Rustdoc: reStructuredText vs Markdown

I’m by no means the most educated or motivated on this one, but all the people who are better qualified to write this have better things to do, so here we go!

#On The Potential Inadequacy of Markdown

Rustdoc currently uses “vanilla” markdown with some common extensions for all of our documentation. This is done by piping through a C library called Hoedown. As more proposals pop up to tweak or extend our documentation capabilities, this becomes an increasingly questionable position.

Proposed Modifications

  • Performance Docs: Performance is a distinct issue to raw usage or behaviour. For this reason I believe it would be desirable to separate it out as something that can be programmatically identified and manipulated. Possible usecases include “perf only” filters and tables of operations for e.g. collection traits.

  • Safety/Failure Docs: Similarly to the performance issue, safety and failure are important issues that would be convenient to extract/manipulate.

  • Inter-Api Linking: Being able to specify a part of some Rust api, and have it automagically linked without knowing where it would appear in the generated page hierarchy

  • Context-Sensitive Header Levels: Markdown considers an # to be an <h1> and not simply “the highest level heading reasonable where this will be embedded”, which seems to really be what we want.

  • Mathjax Support: It would be great to be able to properly render simple and complex snippets of math using Mathjax, but the underlying server-side text processor needs to cooperate.

These issues can be individually hacked around. #'s can be migrated to ##, or we can (try) to string-replace <h1>'s with <h2>'s. Safety/Failure/Perf docs can be designated by “magic” #safety, #performance, etc headers. Magic URLs can be post-processed to find relevant docs. Mathjax can probably be backdoored in with some exceptionally brittle regexes. But these are hacks that have a debt associated with them.

Hoedown itself probably can’t be configured to provide these features, as it is exceptionally unconfigurable, as far as I can tell. Special strings/characters are all hardcoded. Features are just toggled by hardcoded magic bitflags. I don’t think we want to take on supporting our own fork of it to provide these features. Hoedown being written in C also presents a potential security vulnerability (compared to the rest of Rustdoc, at least).

All of this piles up to the point where you start saying “maybe markdown isn’t right for the job”. Now of course, markdown isn’t without merits. It’s the defacto internet standard for internet communication. These posts, Github posts, Reddit posts, and various others are all written in markdown.
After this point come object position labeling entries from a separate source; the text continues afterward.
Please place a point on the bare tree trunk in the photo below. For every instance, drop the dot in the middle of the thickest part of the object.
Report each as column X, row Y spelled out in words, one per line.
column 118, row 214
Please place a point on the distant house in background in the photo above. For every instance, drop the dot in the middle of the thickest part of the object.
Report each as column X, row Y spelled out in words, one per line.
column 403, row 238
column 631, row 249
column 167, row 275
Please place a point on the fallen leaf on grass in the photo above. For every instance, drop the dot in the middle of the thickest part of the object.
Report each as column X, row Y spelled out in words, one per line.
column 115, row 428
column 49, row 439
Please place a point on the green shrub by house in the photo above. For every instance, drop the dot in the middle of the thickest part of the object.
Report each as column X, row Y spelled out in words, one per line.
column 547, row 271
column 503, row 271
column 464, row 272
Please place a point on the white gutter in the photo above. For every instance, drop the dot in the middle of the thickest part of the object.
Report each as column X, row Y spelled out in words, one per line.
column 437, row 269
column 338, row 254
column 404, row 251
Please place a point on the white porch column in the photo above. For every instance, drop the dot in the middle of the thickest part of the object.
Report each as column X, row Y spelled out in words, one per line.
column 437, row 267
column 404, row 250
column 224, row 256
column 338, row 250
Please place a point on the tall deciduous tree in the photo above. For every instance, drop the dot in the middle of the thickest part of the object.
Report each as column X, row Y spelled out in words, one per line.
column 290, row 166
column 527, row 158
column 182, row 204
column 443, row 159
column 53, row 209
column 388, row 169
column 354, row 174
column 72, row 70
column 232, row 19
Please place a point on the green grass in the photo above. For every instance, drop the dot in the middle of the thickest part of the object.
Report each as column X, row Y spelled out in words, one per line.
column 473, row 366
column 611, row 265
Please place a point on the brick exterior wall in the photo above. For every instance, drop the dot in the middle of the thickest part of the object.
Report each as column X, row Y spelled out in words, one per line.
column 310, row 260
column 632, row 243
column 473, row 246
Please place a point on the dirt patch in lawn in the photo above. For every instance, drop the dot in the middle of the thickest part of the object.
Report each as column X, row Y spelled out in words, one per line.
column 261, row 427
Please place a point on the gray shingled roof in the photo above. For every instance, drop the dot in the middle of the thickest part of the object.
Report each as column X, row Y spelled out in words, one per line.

If you’re contributing to Rust, you probably know at least some markdown, and can therefore pick up and modify the docs easily. Markdown also excels at intuitiveness in my opinion. However, markdown also lacks a good standard. It’s more like English than a formal language, in that various semi-compatible dialects exist.

However, most critically of all, thousands of words of Rust docs are already written in markdown.

Enter reStructuredText

reStructuredText is the language used by Python and Swift to write their documentation in. It is well-defined, extensible, and critically designed for exactly our usecase. Chris Morgan originally proposed and provided some arguments for this migration (as far as I know) in his talk here (at 33 mins – although Steve’s talk before it is also worth reading).

I don’t have any familiarity with this language myself, so maybe those of you who do can chime in. However if you skim the quick guide you can see that the common usecase of just making prose is pretty straightforward and easy. However it’s definitely more complex than markdown.

To use reStructuredText, we can try to hook into Sphinx, the tool built for Python’s docs, or write our own native parser/handler. I haven’t done enough research into Sphinx to determine the relative merits of these positions.

10 Likes

I can appreciate that Markdown has flaws, and I totally agree with the benefits of using something more structured.

… but I really, really, really hate writing ReST. :sweat_smile: :frowning:.

I’m not sure how to reconcile these things. It’s hard enough to get people to write documentation already, the more complex we make it, the less people will do it.

10 Likes

I think the best path is to improve rustdoc incrementally. I’m pretty sure the core team made the decision to stick with Markdown for the foreseeable future.

There’s a lot of stuff I’d like to see done with rustdoc that just isn’t particularly feasible with Markdown, not without hacks piled on top of hacks piled on top of hacks. reST seems like it would enable this stuff pretty easily. I’m thinking right now of basic stuff like hyperlinking function/type references, but there’s also things like denoting information on failure, providing structured markup about arguments, etc.

As near as I can tell, the best argument against reST is “it doesn’t have fenced code blocks”. Since we’re editing rustdoc in a text editor instead of on the web, I’m not sure that’s really a big deal, but I also wonder if we couldn’t extend reST to support fenced code blocks; I’m not particularly familiar with reST but after skimming the documentation, it doesn’t seem like it would conflict with anything.

The only other real oddity is the fact that inline code has to use two back ticks, e.g.

``code goes here``

(note that I can’t even figure out how to print that inline in markdown, because markdown is not properly specified and has no good escaping syntax; at least with reST I can tell you definitively that you cannot embed two backticks inside an inline literal).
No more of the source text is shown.